RÉFLEXIONS. Lectures orthodoxes.

RÉFLEXIONS pour 1Co 10:23-28

Pour Paul, le christianisme n’est pas une religion, mais une vie avec le Christ dans Son Royaume. Cette vie n’est limitée par aucun interdit, aucune règle, aucune restriction rituelle. Il n’y a qu’une seule règle simple : dans la vie, il ne doit rien y avoir qui lui nuise. Rien qui empêche le souffle du Royaume de respirer librement dans le cœur et dans l’âme. « Tout est permis, mais tout n’est pas utile. Tout est permis, mais tout ne contribue pas à l’édification ». Il s’agit d’édification, de la construction de la vie elle-même, telle qu’elle doit être dans le Royaume. Tout ce qui entrave cette construction doit être exclu : telle est l’unique règle du chrétien.

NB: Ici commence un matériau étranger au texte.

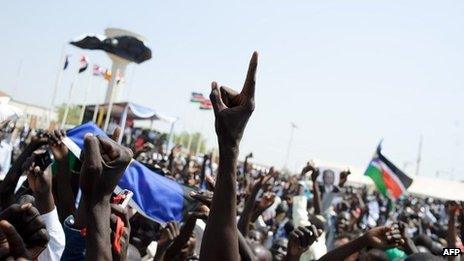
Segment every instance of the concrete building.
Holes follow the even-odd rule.
[[[18,124],[20,126],[28,124],[30,128],[33,129],[48,129],[51,124],[55,124],[58,120],[58,114],[55,110],[50,113],[49,117],[49,109],[46,107],[15,100],[13,97],[2,91],[0,91],[0,97],[10,98],[8,104],[21,109],[23,115],[18,120]]]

C’est à partir d’elle que l’apôtre se détermine au sujet des viandes sacrifiées aux idoles. Le fait est que, dans l’Empire romain, tous les marchés étaient, au moins formellement, consacrés au dieu protecteur du commerce, en général local, selon le lieu où se trouvait le marché. Ainsi, si l’on abordait la question de manière strictement formelle, il en résultait que tout ce qui était acheté sur n’importe quel marché se trouvait automatiquement être sacrifié aux idoles, consacré au dieu qui était considéré comme le protecteur du marché où les achats avaient été faits.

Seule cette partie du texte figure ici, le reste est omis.